The dusky turtle dove or pink-breasted turtle dove (Streptopelia lugens) is a species of bird in the family Columbidae.

==Description==
The dusky turtle dove is a very dark or slaty-grey dove, generally 28–30 centimetres long, and weighs 120–205 g; the males (140–205 g) slightly heavier than the females (120–190 g).

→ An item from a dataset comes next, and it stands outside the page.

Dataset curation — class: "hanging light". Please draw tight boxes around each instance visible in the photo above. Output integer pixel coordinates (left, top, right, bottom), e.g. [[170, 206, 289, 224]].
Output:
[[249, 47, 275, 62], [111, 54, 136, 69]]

It has a grey face slightly paler than the body, conspicuous black patches on sides of the neck, and wing coverts and tertials with pale brown or rufous edges. Its eye is orange or orange-yellow with a purplish eye-ring. Its bill is purplish slate-grey. Its legs are red. Juvenile birds are paler and browner than adults.

==Taxonomy==
Dusky turtle dove is monotypic, with no subspecies described. Its closest relative is the Adamawa turtle dove S. hypopyrrha, which replaces it in West Africa; that species is slightly larger (30–31 cm) with a paler silvery-grey head and orange-toned belly; the two were formerly often considered conspecific. These two together are then most closely related to the European turtle dove S. turtur, which breeds much further north but winters in the same area; that species is much paler and more orange-toned overall.

==Distribution and habitat==
The dusky turtle dove is found in East Africa, occurring in Eritrea, Somalia, southern Sudan, Ethiopia, Uganda, Tanzania, Malawi, Burundi, Democratic Republic of the Congo, and with a disjunct population in South Arabia in Yemen and southern Saudi Arabia.

It inhabits the Afrotropical Highlands Biome, in montane forest, forest edge, and woodland garden, between 1,800 and 3,200 metres altitude. The preferred habitat is woodland with African juniper, hagenia, and bamboo, but it also uses plantations of exotic trees including eucalyptus and pine, and cultivated land.

It is largely sedentary, but with some evidence of vagrancy; in Ethiopia, birds have been recorded as low as 200 m altitude during the rainy season.

==Ecology and behaviour==
The diet consists of seeds, insects, and molluscs, foraged from the ground. It is active during the day (diurnal) and is usually solitary or in small groups, but outside of the breeding season, in flocks of up to 100.

The breeding season is mainly during the dry season, but is long, with nests recorded in all but the wettest periods (in Ethiopia, July and August). It is socially monogamous. The female probably builds the nest, a loose platform of twigs lined with rootlets, usually in a tree, often a juniper, 2-7 m above the ground. The clutch is two eggs. Both male and female incubate the eggs (20 days) and tend the nestlings (possibly 14–16 days).